Depuis la publication, les retours sont excellents. Beaucoup de lecteurs m’écrivent directement via la maison d’édition ou les réseaux sociaux, et me disent avoir été touchés par cette histoire. Le Regret des astres existe et se déploie, nous avons même dû lancer une réimpression pour satisfaire la demande. La maison d’édition fournit un travail considérable de promotion pour faire connaître cette œuvre au milieu des centaines de textes publiés depuis fin août. J’ai participé à des salons, des rencontres en librairie, et je prends toujours autant de plaisir à dédicacer un livre ou à échanger avec un lecteur ou un futur lecteur. Un premier lancement du livre a eu lieu à Paris, où je vis, c’était un moment dont je me souviendrai, je crois, toute ma vie. Un « deuxième lancement » a eu lieu dans ma ville natale, à Béziers, en présence de mes parents, de ma famille et de tous ceux qui ont compté pour moi depuis l’enfance, ce qui était au moins aussi merveilleux.
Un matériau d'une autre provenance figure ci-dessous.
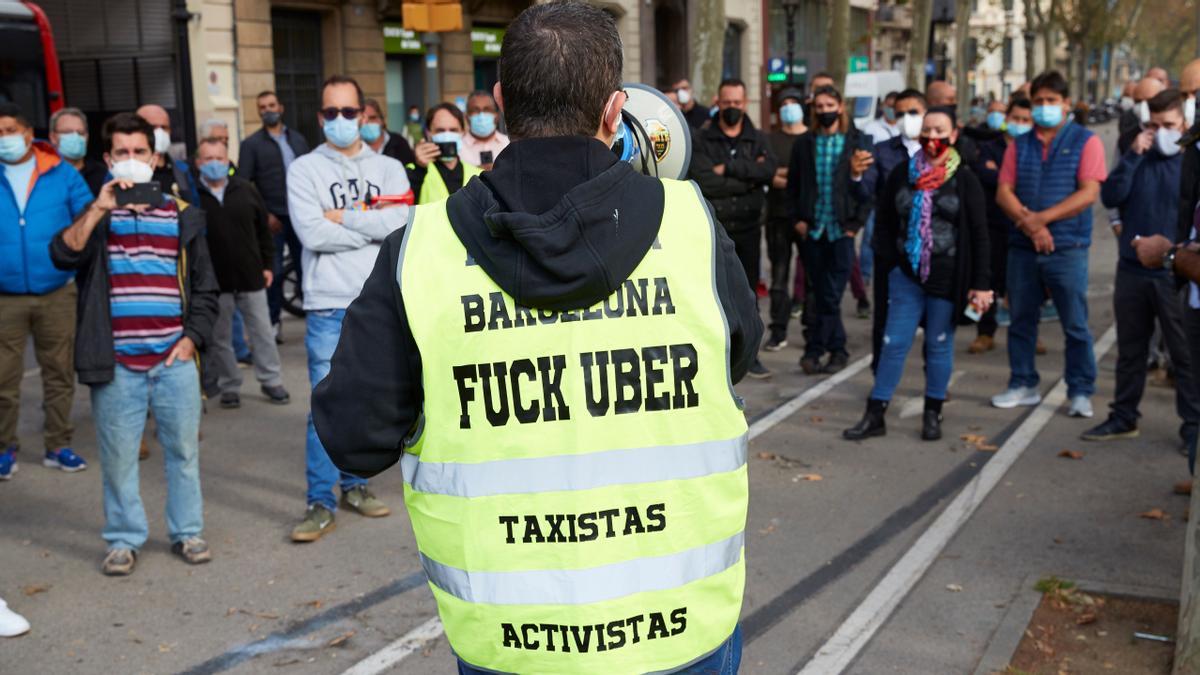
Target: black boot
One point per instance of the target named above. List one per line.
(871, 424)
(931, 422)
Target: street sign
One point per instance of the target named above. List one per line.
(486, 41)
(399, 40)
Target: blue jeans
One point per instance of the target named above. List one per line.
(322, 330)
(120, 408)
(1065, 273)
(907, 304)
(725, 661)
(867, 251)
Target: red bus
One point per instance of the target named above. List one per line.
(29, 63)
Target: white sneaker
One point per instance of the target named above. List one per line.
(1017, 396)
(1080, 406)
(11, 623)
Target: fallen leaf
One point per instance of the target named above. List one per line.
(340, 640)
(1155, 514)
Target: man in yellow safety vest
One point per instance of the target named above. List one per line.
(550, 356)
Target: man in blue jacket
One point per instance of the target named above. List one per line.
(1144, 186)
(39, 196)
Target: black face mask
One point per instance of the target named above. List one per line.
(827, 119)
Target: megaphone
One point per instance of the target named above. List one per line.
(653, 136)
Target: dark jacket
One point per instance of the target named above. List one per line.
(239, 238)
(262, 163)
(738, 195)
(850, 205)
(1138, 186)
(94, 356)
(549, 242)
(972, 264)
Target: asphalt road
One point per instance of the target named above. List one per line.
(816, 549)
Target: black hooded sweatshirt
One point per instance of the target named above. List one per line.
(540, 225)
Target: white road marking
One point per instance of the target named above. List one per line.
(915, 405)
(396, 651)
(409, 643)
(869, 616)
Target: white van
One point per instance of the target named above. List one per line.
(865, 90)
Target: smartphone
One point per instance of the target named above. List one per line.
(139, 193)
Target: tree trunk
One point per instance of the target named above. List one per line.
(961, 36)
(707, 47)
(838, 47)
(918, 47)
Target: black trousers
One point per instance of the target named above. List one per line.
(781, 243)
(999, 239)
(828, 264)
(1138, 300)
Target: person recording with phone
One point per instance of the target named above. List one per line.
(148, 302)
(933, 231)
(439, 171)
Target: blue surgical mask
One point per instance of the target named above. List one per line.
(791, 113)
(341, 131)
(215, 171)
(12, 147)
(483, 125)
(72, 145)
(371, 131)
(1048, 115)
(1017, 130)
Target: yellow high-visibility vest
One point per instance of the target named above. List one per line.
(433, 189)
(577, 479)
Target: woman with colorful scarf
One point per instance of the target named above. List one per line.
(935, 213)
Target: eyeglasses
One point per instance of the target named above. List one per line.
(330, 114)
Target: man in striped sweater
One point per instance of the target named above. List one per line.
(148, 299)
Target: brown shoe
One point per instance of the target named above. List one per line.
(982, 344)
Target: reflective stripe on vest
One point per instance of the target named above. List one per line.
(433, 189)
(577, 482)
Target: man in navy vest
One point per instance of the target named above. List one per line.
(1048, 184)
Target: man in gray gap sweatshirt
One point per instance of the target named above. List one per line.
(328, 195)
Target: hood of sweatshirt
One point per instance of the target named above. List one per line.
(559, 222)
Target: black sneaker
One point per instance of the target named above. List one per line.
(835, 363)
(1113, 429)
(277, 395)
(757, 370)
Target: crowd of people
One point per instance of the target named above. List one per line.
(156, 299)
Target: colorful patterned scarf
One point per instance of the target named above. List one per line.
(927, 179)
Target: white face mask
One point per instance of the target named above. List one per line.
(1144, 112)
(910, 125)
(161, 141)
(132, 169)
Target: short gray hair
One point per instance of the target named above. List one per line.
(64, 112)
(209, 125)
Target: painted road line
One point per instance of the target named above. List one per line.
(840, 650)
(401, 649)
(396, 651)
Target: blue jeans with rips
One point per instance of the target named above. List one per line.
(119, 407)
(322, 330)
Si je peux me permettre un conseil aux aspirants auteurs, [...] c’est de ne surtout pas lâcher, de persévérer, d’accepter que cette aventure leur échappe en partie [...].
L’excitation des premiers jours n’est pas retombée, mon émerveillement demeure intact. Il s’agit de la réalisation d’un rêve de gosse, que j’avais pourtant mis de côté en estimant qu’il ne se produirait peut-être qu’à la retraite, voire jamais. Tout cela n’aurait pas existé sans Édith & Nous, qui m’a sans doute fait gagner dix ou vingt ans de ma vie d’auteur en mettant mon manuscrit entre les mains d’une maison d’édition dont je n’avais jamais entendu parler, qui s’est avérée être la bonne pour porter et défendre ce texte.
J’ai surtout conscience de ma chance : tout cela aurait pu ne pas exister, il y a énormément de bons textes qui ne trouvent pas d’éditeur. Si je peux me permettre un conseil aux aspirants auteurs, du haut de ma toute petite stature de primo-romancier, c’est de ne surtout pas lâcher, de persévérer, d’accepter que cette aventure leur échappe en partie, et de suivre ces deux préceptes simples en croisant les doigts : travailler et tenir.